Explore some of our FAQs on data lakes below, and review our data management glossary for even more definitions.
The term “data lake” evolved to reflect the concept of a fluid, larger store of data – as compared to a more siloed, well-defined, and structured data mart, specifically.
More than a decade ago, as data sources grew, data lakes changed to address the need to store petabytes of undefined data for later analysis. Early data lakes were based on the Hadoop file system (HDFS) and commodity hardware based in on-premise data centres. However, the inherent challenges with a distributed architecture and the need for custom data transformation and analysis contributed to the suboptimal performance of Hadoop-based systems.
Cloud computing and data storage technologies are now the main foundation for the modern data stack – and for cloud data lakes.
A data warehouse (DW) is a digital storage system that connects and harmonises large amounts of structured and formatted data from many different sources. In contrast, a data lake stores data in its original form – and is not structured or formatted.
Data management is the process of collecting, organising, and accessing data to support productivity, efficiency, and decision-making.

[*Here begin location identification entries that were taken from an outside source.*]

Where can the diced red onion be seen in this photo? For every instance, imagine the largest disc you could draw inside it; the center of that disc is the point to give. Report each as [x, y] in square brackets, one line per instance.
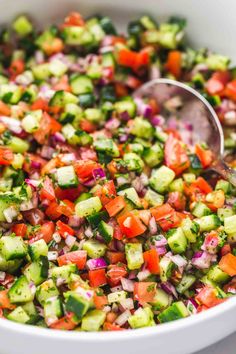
[96, 263]
[143, 274]
[99, 173]
[127, 304]
[70, 241]
[13, 124]
[152, 226]
[169, 288]
[202, 260]
[123, 318]
[127, 284]
[52, 255]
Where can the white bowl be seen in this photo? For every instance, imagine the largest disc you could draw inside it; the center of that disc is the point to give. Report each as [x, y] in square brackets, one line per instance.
[211, 23]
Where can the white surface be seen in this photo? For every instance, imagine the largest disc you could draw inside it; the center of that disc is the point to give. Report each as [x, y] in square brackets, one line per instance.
[226, 346]
[212, 23]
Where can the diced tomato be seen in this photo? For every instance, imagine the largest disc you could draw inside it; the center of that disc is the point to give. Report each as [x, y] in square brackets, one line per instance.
[19, 229]
[70, 193]
[47, 191]
[228, 264]
[217, 82]
[202, 185]
[218, 200]
[175, 156]
[107, 326]
[46, 231]
[67, 323]
[115, 205]
[205, 156]
[115, 257]
[33, 162]
[17, 67]
[40, 103]
[115, 273]
[48, 126]
[66, 207]
[84, 169]
[144, 291]
[76, 257]
[177, 200]
[230, 90]
[6, 156]
[167, 217]
[97, 277]
[151, 259]
[131, 225]
[4, 109]
[4, 301]
[52, 211]
[106, 192]
[74, 19]
[173, 64]
[208, 297]
[99, 300]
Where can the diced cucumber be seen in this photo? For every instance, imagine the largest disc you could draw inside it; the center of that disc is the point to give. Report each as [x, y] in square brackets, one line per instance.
[174, 312]
[63, 272]
[37, 249]
[62, 98]
[177, 241]
[37, 271]
[108, 146]
[117, 296]
[186, 282]
[223, 213]
[18, 315]
[230, 224]
[217, 275]
[153, 198]
[46, 290]
[31, 121]
[154, 155]
[53, 309]
[20, 292]
[190, 229]
[81, 84]
[93, 320]
[177, 185]
[106, 231]
[133, 162]
[88, 207]
[166, 268]
[134, 255]
[126, 105]
[13, 247]
[94, 248]
[141, 128]
[161, 179]
[132, 195]
[209, 222]
[22, 26]
[77, 304]
[143, 317]
[66, 177]
[161, 300]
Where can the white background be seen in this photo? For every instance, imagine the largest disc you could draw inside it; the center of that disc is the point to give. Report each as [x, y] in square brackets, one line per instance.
[226, 346]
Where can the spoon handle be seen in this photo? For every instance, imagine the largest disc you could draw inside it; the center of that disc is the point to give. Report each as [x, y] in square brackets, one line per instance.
[226, 171]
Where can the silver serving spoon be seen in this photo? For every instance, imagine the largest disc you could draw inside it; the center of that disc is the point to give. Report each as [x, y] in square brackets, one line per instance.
[195, 110]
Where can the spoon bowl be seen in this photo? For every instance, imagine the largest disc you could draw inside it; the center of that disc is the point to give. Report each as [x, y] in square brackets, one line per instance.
[195, 110]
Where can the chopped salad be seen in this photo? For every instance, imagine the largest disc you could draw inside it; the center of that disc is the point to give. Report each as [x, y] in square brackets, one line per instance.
[109, 219]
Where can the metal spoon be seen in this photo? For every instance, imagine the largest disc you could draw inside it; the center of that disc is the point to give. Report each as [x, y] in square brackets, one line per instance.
[195, 110]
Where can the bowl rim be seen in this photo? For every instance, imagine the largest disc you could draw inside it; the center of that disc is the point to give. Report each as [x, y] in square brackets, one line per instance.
[128, 335]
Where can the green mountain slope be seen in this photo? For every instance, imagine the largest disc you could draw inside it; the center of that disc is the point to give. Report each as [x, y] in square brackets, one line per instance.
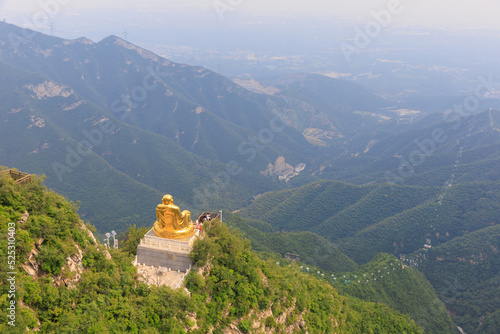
[54, 122]
[466, 274]
[233, 288]
[311, 248]
[183, 103]
[365, 220]
[385, 280]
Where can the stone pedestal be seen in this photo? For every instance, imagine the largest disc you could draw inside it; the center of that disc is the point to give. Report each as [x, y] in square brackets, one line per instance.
[167, 253]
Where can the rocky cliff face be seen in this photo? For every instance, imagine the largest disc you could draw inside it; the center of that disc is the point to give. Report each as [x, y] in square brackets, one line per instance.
[71, 272]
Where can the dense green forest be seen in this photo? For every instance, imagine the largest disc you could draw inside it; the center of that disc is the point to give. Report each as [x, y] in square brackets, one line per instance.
[466, 275]
[232, 287]
[384, 279]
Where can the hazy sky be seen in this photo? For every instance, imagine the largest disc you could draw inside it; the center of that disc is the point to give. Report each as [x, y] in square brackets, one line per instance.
[453, 14]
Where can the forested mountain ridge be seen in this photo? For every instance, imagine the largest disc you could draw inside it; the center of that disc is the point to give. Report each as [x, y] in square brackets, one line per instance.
[466, 274]
[232, 287]
[448, 233]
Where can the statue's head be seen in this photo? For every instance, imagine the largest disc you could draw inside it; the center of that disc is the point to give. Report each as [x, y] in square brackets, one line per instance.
[167, 199]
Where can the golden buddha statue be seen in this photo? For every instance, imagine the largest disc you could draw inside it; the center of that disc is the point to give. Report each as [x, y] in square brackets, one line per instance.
[171, 223]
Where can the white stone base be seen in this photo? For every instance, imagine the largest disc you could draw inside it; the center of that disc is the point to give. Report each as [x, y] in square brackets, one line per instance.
[165, 253]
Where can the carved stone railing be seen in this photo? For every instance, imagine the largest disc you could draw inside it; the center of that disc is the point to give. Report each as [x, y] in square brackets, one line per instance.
[167, 244]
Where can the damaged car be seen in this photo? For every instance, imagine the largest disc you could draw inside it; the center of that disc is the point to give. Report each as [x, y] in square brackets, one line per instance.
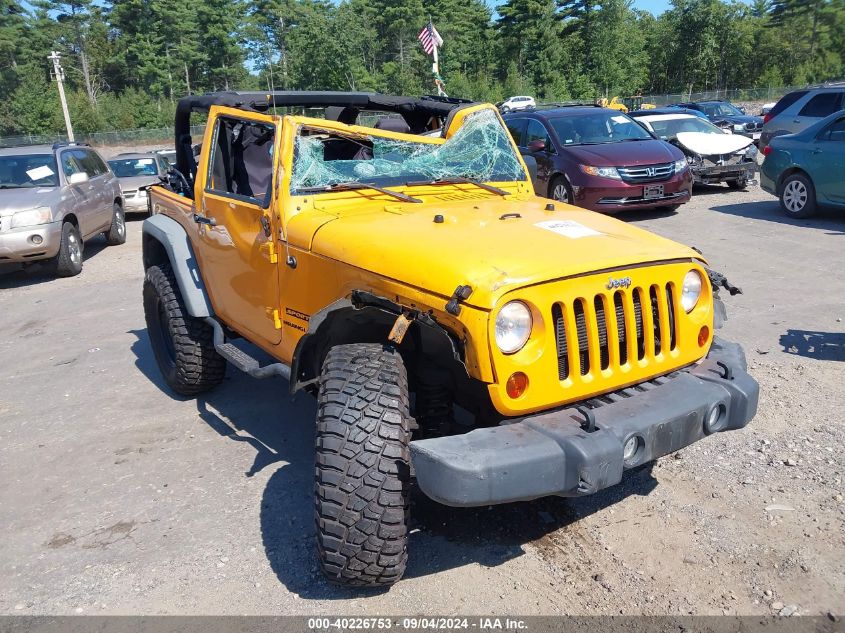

A data lakehouse adds data management and warehouse capabilities on top of the capabilities of a traditional data lake. This is a new and evolving area that’s changing rapidly.
Multicloud is the use of multiple cloud computing and storage services in a single heterogeneous architecture. This refers to the distribution of cloud assets, software, and applications, for example, across several cloud-hosting environments.
File storage organises and represents data as a hierarchy of files in folders; block storage chunks data into arbitrarily organised, evenly sized volumes; and object storage manages data and links it to associated metadata. Object storage systems allow for the retention of massive amounts of unstructured data.